2) Strong Institutions
By definition, an institution is something that is not novel or faddish. It spans multiple generations that may very well be vastly differentiated in opinion, strategy, and living philosophy. These institutions give stability, a recognizable commonality between disparate groups. Despite any personal revulsion, McDonalds is an American institution. Your grandparents and grandchildren both will most likely eat a Big Mac. Baseball, DisneyWorld, etc., but no longer Kmart, Sears, and JCPenney. Although expressed differently in tone, verbiage, and cultural cues, the traditions of the church are not the dusty, outmoded creaks of irrelevance. They are the skeletal spine of something that has persevered through every sort of tragedy and intellectual shift imaginable. A new theological stance is immediately suspect— not for its lack of sophistication and citation— but for it’s untested-ness against every other century’s malignancies and intellectual gymnastics.
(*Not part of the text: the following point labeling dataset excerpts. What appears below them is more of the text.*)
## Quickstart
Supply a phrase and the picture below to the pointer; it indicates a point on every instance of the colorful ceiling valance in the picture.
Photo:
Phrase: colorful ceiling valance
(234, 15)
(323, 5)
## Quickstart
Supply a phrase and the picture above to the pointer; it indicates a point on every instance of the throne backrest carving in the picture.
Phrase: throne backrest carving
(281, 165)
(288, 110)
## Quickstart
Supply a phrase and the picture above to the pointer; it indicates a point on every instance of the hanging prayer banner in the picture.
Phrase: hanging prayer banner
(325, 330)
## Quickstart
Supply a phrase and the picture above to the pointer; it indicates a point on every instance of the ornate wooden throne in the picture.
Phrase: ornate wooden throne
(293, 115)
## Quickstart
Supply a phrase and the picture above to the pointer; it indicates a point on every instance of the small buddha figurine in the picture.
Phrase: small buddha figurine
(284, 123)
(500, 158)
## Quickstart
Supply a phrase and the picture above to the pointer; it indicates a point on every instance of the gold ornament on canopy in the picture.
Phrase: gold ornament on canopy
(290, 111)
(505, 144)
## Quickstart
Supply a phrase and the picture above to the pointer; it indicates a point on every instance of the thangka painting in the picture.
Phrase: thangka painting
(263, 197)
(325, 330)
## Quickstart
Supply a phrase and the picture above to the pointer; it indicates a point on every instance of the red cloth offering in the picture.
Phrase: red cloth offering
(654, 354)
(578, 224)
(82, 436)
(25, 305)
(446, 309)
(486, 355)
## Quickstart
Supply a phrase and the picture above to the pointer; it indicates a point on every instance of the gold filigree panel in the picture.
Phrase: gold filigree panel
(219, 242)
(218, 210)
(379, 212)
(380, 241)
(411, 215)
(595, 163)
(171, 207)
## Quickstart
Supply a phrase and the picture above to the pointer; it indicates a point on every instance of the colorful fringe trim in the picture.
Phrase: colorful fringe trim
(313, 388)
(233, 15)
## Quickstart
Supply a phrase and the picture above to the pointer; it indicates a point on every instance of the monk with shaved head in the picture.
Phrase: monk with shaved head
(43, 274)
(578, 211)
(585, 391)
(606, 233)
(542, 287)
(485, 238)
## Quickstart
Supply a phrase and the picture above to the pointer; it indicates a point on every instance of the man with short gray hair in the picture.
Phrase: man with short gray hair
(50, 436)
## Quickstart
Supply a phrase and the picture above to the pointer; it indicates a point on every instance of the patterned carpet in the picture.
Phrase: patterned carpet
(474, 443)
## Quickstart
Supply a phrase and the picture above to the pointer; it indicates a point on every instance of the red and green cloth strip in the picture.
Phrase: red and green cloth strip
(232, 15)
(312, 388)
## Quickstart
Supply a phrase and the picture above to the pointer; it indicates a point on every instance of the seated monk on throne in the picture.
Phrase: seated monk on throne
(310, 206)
The data is real: the expressions of Jesus’s church that have veered from basic orthodoxy have contracted. Churches who maintain crucial, fundamental belief systems shared with dead Christians across the centuries are expanding. Or persisting. The body appreciates its spine by not collapsing.

3) Shared Stories
When divided people are mutually incomprehensible to each other, stories become isolated or unknown—bouncing around self-curated, self-affirming ecosystems (social media). It’s why my family has separate Spotify accounts—we don’t want anyone messing with our personal “algos” (algorithms). Or confusingly, shared stories/events, are interpreted in radically different ways, rendering the story useless for common values, inspiration, or ethics. Though you may think the church a tad repetitive at this particular point, it is remarkably consistent and persistent about the main part of the story: “Hey, guess what? Jesus loves you and He died for your sins.” How many times have you heard that? The part of about the dying Jesus? The part about the all the naughty sins (done and left undone) deserving damnation and such? The part about forgiveness? That shared story has a power. That shared story has a taste—communion. It unifies fragmented people more than you know.

Why do people keep coming back to the Church after swearing her off?

In the ruins of Babel, she persists by providing the most basic symbol of meaning, a Cross. The community gathered around that symbol are equal sinners and equal be-knighted siblings due quite the inheritance. That community spans decades, centuries. And we have the stories. And, funnily enough, it’s far more democratic than you imagine:

From G.K. Chesterton (Orthodoxy):

“We will have the dead at our councils.  
The ancient Greeks voted by stones; these shall vote by tombstones.  
It is all quite regular and official, for most tombstones,  
like most ballot papers, are marked with a cross.”


* My wife is currently tucking into The Coddling of the American Mind (Greg Lukianoff & Jonathan Haidt), and is searching for a group of anyone who wants to discuss it this summer.